Kids all over are gearing up for the start of school and before the daily homework assignments kick in, parents have their own homework to do – the ABCs of good school lunches.
A: Always have a balance.
“There are no absolutes when it comes to nutrition,” said Don Mankie, a registered dietitian with Carilion Clinic’s Dining and Nutrition Services. “Remember to include a lean protein, whole grains, dairy, fruits and vegetables.” Mankie recommends the 90-10 rule. Try and eat healthy 90 percent of the time and indulge 10 percent of the time. Easier said than done, right? But making sure your kids eat healthy isn’t that tough. It starts with you.
B: Be a good role model.
“It all starts at home. Parents usually make the decisions when it comes to what food is being purchased. Make good choices and typically kids will follow by example,” Mankie said. “Having a good, healthy environment at home helps kids get involved, wanting to make healthy decisions on their own.”
C: Color is important.
It’s easy to fall into a routine when it comes to packing school lunches, but take a step back and look at the colors. “A meal should be colorful, representing many of the food groups,” Mankie said. “If the meal is all brown that’s probably not great.” But if your child always likes eating the same thing, don’t panic. Look at the other meals – breakfast, dinner and weekends.

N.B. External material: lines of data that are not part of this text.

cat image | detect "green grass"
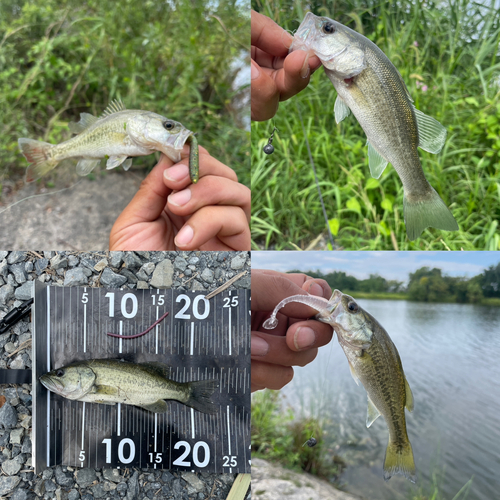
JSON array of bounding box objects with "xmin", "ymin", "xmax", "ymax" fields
[
  {"xmin": 251, "ymin": 0, "xmax": 500, "ymax": 250},
  {"xmin": 0, "ymin": 0, "xmax": 250, "ymax": 193}
]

Do these have a good balance of the food groups?
If so, don’t panic about lunch, but challenge your kids to try new things. “Place new things in your child’s lunch each week, if they try it, that’s a plus; if not, maybe they’ll share it with a friend,” he said. “If the friend eats the item and enjoys it, your child may eventually branch out as well.”
What’s the one thing to avoid so you don’t get an “F” on your child’s lunch?
Steer clear of processed foods. “Highly processed, pre-packaged lunches are not very nutritious. These tend to be high in fat, salt and sugar, as well as, low in fiber.
They simply aren’t great,” Mankie said While those may be easy in a time crunch, planning ahead can make all the difference. “We’re all busy, especially in the mornings,” Mankie said. “Being relaxed about meal planning and not putting too much pressure on yourself or your child can help you be more thoughtful about food choices and can make a huge difference in your child having a well-balanced diet.”
It’s important to note if your child has special needs or allergies, you should consult a specialist on a proper diet.
Always talk with your pediatrician first to discuss the proper referral. As your kids get ready to head back to school, be sure you can make the grade when it comes to their lunches.